Culture Editor Alex Blank on the International Booker Prize 2021 shortlist and the themes this year’s nominees share.
The International Booker Prize is an annual literary award that celebrates “the best novel of the year written in English and published in the UK and Ireland”. The 2021 shortlist includes: “At Night All Blood Is Black” by David Diop, translated by Anna Moschovakis from French; “The Dangers of Smoking in Bed” by Mariana Enríquez, trans. by Megan McDowell from Spanish; “When We Cease to Understand the World” by Benjamín Labatut, trans. by Adrian Nathan West from Spanish; “In Memory of Memory” by Maria Stepanova, trans. by Sasha Dugdale from Russian; “The War of the Poor” by Éric Vuillard, trans. by Mark Polizzotti from French; and “The Employees” by Olga Ravn, trans. by Martin Aitken from Danish.
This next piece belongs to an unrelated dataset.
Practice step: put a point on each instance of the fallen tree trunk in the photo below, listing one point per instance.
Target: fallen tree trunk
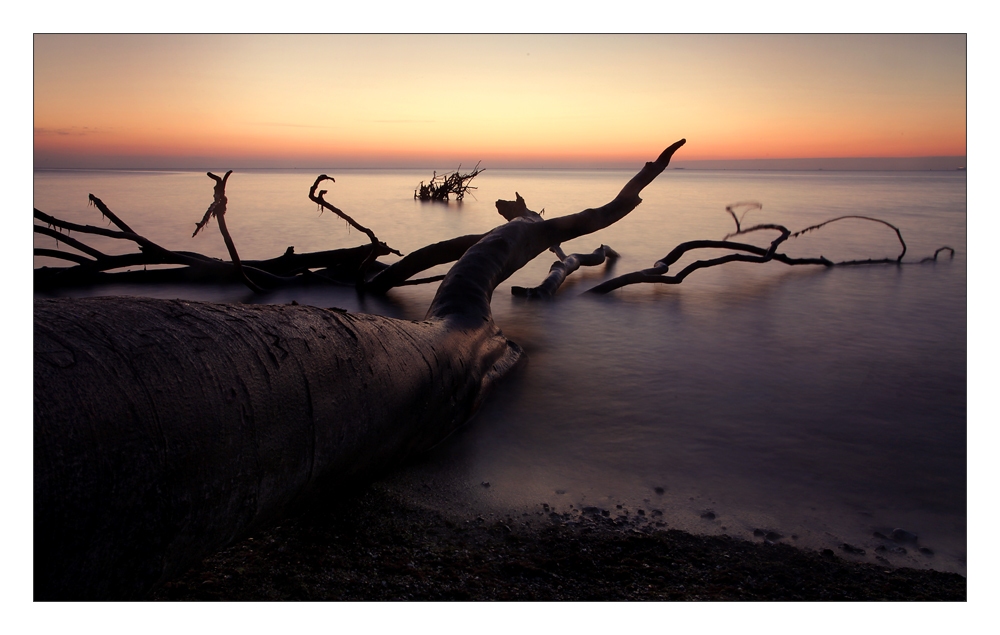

What primarily binds all of this year’s chosen texts is the heterogeneity of form, and the fact that there is not a single traditional contemporary novel shortlisted. The work that comes closest to it might be Diop’s book, a historical novel with a modernist bent in terms of style, or Enríquez’ short story collection, while other works blur fact and fiction more explicitly, hinging on memoir, essays, creative nonfiction, historical document, and more.
All novels travel in time: most revisit the past, while Ravn’s work looks to the future. Even if the book takes place in the present, as Enríquez’ stories do, her entire collection is continuously haunted by literal and figurative ghosts of Argentina’s past. In our divided and infected times, the shortlist seems to encourage us to look into the past too, to examine various power dynamics within their individual and collective histories, as well as face the consequences of what we have done. As Stepanova said in an interview: “There’s an increasingly palpable hunger for contact with the past which grows stronger as the present becomes less acceptable to us”.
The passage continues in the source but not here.